Pierwszy występ Michaila Antonio w barwach Jamajki w meczu z Panamą zakończył się porażką jego drużyny 0:3. Niektórzy kibice West Hamu obserwowali nerwowo to, co dzieje się na boisku. Antonio był całkowicie odizolowany w zespole w którym nie widać nawet nadziei na spełnienie marzeń o Mundialu.
Antonio zadeklarował pomóc Jamajce w awansie
Awans wydaje się misją niemożliwą, gdyż kiepsko grająca drużyna z Jamajki została pokonana 3:0 przez Panamę i zajmuje ostatnie miejsce w tabeli.
Na trybunach nie zasiedli kibice, więc doskonale przez cały czas słychać było kłótnie wśród zawodników reprezentacji Jamajki. Zespół nie miał żadnego planu i obnażał z każdą chwilą brak jakości.

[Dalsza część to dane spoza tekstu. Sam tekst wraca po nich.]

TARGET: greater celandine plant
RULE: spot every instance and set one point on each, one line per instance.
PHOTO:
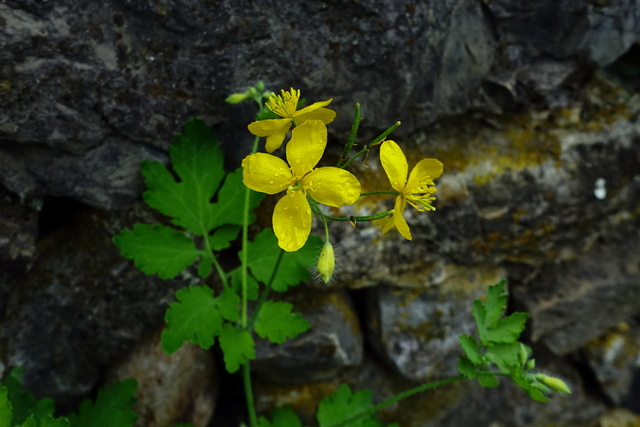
(210, 209)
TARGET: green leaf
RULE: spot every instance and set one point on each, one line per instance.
(238, 347)
(471, 349)
(23, 402)
(343, 404)
(527, 384)
(29, 422)
(507, 329)
(236, 282)
(199, 164)
(276, 322)
(112, 407)
(263, 253)
(282, 417)
(197, 317)
(49, 421)
(223, 236)
(6, 411)
(231, 202)
(157, 249)
(505, 356)
(488, 381)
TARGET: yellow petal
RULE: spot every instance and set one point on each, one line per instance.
(332, 186)
(313, 107)
(325, 115)
(266, 173)
(306, 147)
(292, 220)
(269, 127)
(395, 164)
(422, 176)
(398, 218)
(275, 130)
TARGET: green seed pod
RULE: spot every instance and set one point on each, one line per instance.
(236, 98)
(326, 262)
(555, 384)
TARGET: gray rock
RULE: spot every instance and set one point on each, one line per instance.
(613, 358)
(18, 232)
(81, 307)
(122, 74)
(574, 302)
(178, 388)
(333, 343)
(416, 329)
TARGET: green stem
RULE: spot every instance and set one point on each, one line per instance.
(265, 292)
(352, 137)
(248, 391)
(397, 398)
(367, 147)
(246, 370)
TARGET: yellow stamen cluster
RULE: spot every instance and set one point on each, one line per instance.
(284, 105)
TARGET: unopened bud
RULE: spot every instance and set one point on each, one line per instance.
(555, 384)
(236, 98)
(326, 262)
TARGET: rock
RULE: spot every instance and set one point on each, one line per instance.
(458, 404)
(572, 303)
(177, 388)
(141, 69)
(333, 343)
(81, 307)
(416, 329)
(613, 358)
(18, 232)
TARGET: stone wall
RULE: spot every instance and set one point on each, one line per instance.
(532, 108)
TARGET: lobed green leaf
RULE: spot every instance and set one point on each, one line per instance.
(344, 404)
(157, 249)
(263, 253)
(197, 317)
(23, 403)
(276, 322)
(199, 164)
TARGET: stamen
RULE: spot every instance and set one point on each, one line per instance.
(284, 105)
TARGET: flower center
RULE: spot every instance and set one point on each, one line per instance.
(284, 105)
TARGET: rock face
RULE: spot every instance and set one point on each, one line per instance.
(532, 107)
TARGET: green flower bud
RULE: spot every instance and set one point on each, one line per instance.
(236, 98)
(555, 384)
(326, 262)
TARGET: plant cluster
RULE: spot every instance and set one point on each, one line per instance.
(210, 209)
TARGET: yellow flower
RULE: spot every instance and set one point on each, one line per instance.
(285, 106)
(417, 190)
(269, 174)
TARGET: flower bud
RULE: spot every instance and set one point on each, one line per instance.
(555, 384)
(326, 262)
(236, 98)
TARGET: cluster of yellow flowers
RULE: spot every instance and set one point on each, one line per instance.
(332, 186)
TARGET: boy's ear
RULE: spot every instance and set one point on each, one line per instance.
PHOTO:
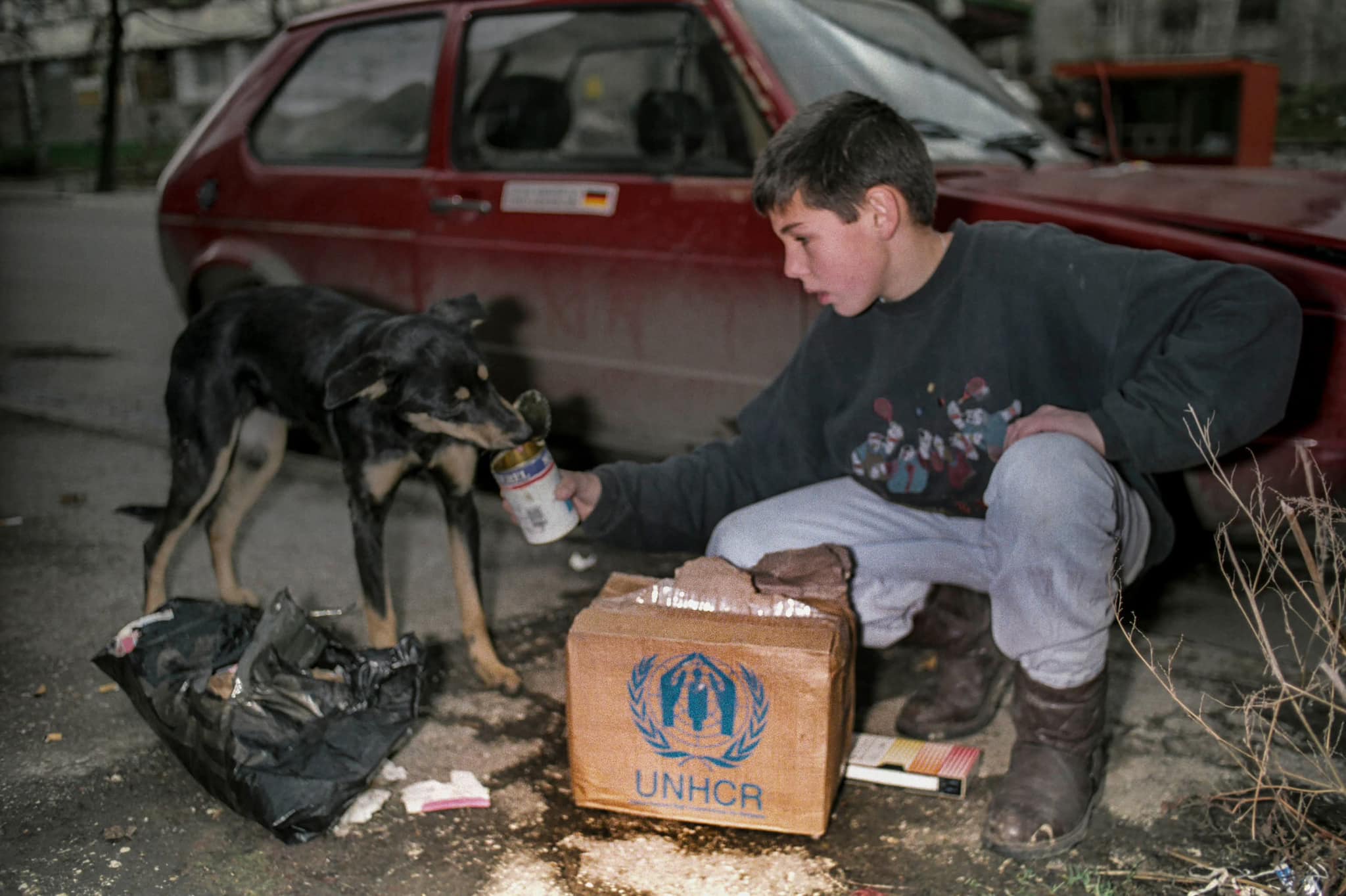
(886, 209)
(367, 377)
(463, 313)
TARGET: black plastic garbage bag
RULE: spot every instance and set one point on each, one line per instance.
(267, 709)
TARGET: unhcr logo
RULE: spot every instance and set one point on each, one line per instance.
(689, 708)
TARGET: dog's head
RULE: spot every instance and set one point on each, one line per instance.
(427, 368)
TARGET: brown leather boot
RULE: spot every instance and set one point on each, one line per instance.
(971, 676)
(1042, 805)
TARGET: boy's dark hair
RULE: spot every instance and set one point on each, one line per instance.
(832, 151)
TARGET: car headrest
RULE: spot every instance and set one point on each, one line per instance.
(522, 112)
(662, 118)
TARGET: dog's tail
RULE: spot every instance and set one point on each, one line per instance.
(146, 513)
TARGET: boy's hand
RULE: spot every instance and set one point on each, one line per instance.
(584, 489)
(1052, 418)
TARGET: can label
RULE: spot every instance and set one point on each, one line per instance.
(528, 480)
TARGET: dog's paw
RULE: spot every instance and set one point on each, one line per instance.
(502, 679)
(241, 596)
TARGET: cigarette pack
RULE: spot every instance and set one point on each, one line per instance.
(940, 769)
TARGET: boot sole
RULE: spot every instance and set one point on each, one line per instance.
(1063, 844)
(995, 696)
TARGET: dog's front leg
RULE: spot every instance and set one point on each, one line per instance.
(371, 494)
(453, 470)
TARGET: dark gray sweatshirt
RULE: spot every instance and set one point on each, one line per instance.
(913, 397)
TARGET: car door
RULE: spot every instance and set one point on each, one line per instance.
(337, 158)
(598, 200)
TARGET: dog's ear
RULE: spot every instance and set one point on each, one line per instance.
(367, 377)
(463, 313)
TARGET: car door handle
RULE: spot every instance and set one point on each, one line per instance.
(442, 205)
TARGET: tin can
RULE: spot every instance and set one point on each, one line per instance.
(528, 480)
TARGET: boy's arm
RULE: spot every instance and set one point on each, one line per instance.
(1229, 353)
(675, 505)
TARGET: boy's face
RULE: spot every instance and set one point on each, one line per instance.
(840, 264)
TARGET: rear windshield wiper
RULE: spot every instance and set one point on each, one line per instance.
(1018, 145)
(928, 128)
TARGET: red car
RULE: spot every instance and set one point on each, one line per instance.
(584, 167)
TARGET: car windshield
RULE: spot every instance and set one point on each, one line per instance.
(898, 53)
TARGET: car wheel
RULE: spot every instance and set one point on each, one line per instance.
(213, 284)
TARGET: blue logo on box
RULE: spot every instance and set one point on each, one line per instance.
(691, 707)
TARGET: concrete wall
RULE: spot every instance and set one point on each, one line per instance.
(1305, 41)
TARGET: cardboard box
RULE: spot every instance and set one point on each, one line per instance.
(722, 696)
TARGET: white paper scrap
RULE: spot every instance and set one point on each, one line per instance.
(462, 792)
(389, 773)
(361, 810)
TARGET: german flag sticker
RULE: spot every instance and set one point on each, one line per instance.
(559, 198)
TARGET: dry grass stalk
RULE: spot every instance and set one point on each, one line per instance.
(1288, 746)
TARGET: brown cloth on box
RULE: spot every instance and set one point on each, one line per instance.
(816, 576)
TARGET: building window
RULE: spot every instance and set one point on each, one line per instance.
(1257, 11)
(1180, 15)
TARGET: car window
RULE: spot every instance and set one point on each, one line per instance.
(896, 51)
(360, 96)
(618, 91)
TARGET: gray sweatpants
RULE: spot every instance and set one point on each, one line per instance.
(1059, 525)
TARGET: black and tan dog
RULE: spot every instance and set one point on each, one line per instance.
(392, 393)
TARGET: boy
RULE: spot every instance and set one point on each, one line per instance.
(977, 411)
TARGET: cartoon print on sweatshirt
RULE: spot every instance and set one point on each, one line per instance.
(908, 475)
(986, 430)
(909, 468)
(870, 460)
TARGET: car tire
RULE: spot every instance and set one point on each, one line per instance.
(216, 283)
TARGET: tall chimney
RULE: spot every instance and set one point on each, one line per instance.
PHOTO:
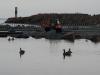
(16, 12)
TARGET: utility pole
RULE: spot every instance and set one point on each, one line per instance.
(16, 12)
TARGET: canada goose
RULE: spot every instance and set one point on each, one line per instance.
(21, 52)
(68, 53)
(9, 39)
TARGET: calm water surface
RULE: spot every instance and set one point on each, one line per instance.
(45, 57)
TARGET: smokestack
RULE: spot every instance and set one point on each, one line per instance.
(16, 12)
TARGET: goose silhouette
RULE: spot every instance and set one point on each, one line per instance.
(21, 52)
(68, 53)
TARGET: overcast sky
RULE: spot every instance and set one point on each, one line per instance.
(31, 7)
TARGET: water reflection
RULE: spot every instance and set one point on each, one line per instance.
(68, 53)
(21, 52)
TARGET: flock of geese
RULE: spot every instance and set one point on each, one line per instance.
(21, 52)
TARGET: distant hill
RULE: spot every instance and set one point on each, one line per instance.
(40, 19)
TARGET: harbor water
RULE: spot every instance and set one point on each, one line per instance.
(45, 57)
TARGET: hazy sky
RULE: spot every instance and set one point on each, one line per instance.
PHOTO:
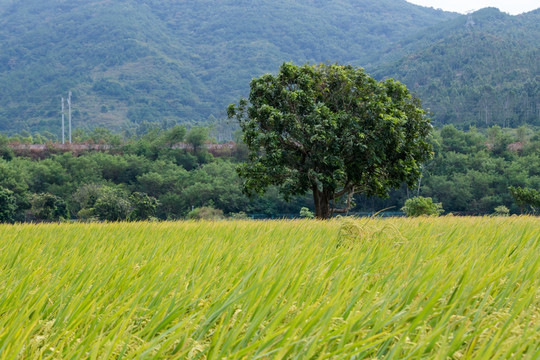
(513, 7)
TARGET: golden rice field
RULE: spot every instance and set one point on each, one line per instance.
(426, 288)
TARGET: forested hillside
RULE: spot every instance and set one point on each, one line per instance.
(133, 62)
(482, 69)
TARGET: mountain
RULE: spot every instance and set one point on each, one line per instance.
(134, 62)
(482, 69)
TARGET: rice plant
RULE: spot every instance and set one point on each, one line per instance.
(423, 288)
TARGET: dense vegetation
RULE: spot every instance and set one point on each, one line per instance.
(470, 173)
(132, 62)
(400, 288)
(481, 69)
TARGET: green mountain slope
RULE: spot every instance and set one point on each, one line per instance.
(131, 62)
(482, 69)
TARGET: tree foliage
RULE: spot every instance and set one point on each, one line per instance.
(420, 205)
(332, 130)
(525, 197)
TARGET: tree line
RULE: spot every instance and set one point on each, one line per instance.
(472, 172)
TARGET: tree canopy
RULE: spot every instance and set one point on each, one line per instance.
(331, 129)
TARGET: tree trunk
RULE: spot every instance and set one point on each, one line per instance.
(322, 203)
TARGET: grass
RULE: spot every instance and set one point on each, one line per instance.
(426, 288)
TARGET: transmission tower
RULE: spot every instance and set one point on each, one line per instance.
(63, 131)
(69, 115)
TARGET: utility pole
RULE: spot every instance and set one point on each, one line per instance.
(69, 111)
(63, 131)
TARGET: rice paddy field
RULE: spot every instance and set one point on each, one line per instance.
(424, 288)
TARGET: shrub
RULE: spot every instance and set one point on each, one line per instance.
(144, 206)
(501, 210)
(420, 205)
(305, 213)
(8, 206)
(205, 213)
(48, 207)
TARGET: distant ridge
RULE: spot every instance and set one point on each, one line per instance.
(136, 64)
(130, 63)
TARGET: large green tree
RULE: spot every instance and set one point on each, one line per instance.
(331, 129)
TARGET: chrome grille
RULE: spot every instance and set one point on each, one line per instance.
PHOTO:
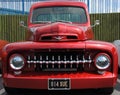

Antonio przez większość czasu wyglądał na całkowicie odizolowanego, biegał za bezcelowymi długimi piłkami na twardym i suchym boisku – zagrał 70 minut
Teraz napastnika Młotów czeka daleka podróż – powrót do Anglii przed sobotnim meczem wyjazdowym z Southampton. Problemy z Covid zapewniły, że Mikey będzie zaangażowany tylko w jedną grę w każdym zgrupowaniu Jamajki, ale dla Młotów pozostaje nadal problemem bardzo daleka podróż i każdorazowe ryzyko podczas treningów i meczów.
West Ham United obawia się, że zmiana reprezetacji przez Michaila Antonio, może okazać się stratą czasu, która wyczerpuje energię zawodnika i dodaje niepotrzebne zagrożenie.
David Moyes – mając na względzie jego historię problemów ze ścięgnami podkolanowymi w West Hamie – wyraził obawy z faktu, że podatny na kontuzje Antonio dodał więcej meczów do swojego harmonogramu .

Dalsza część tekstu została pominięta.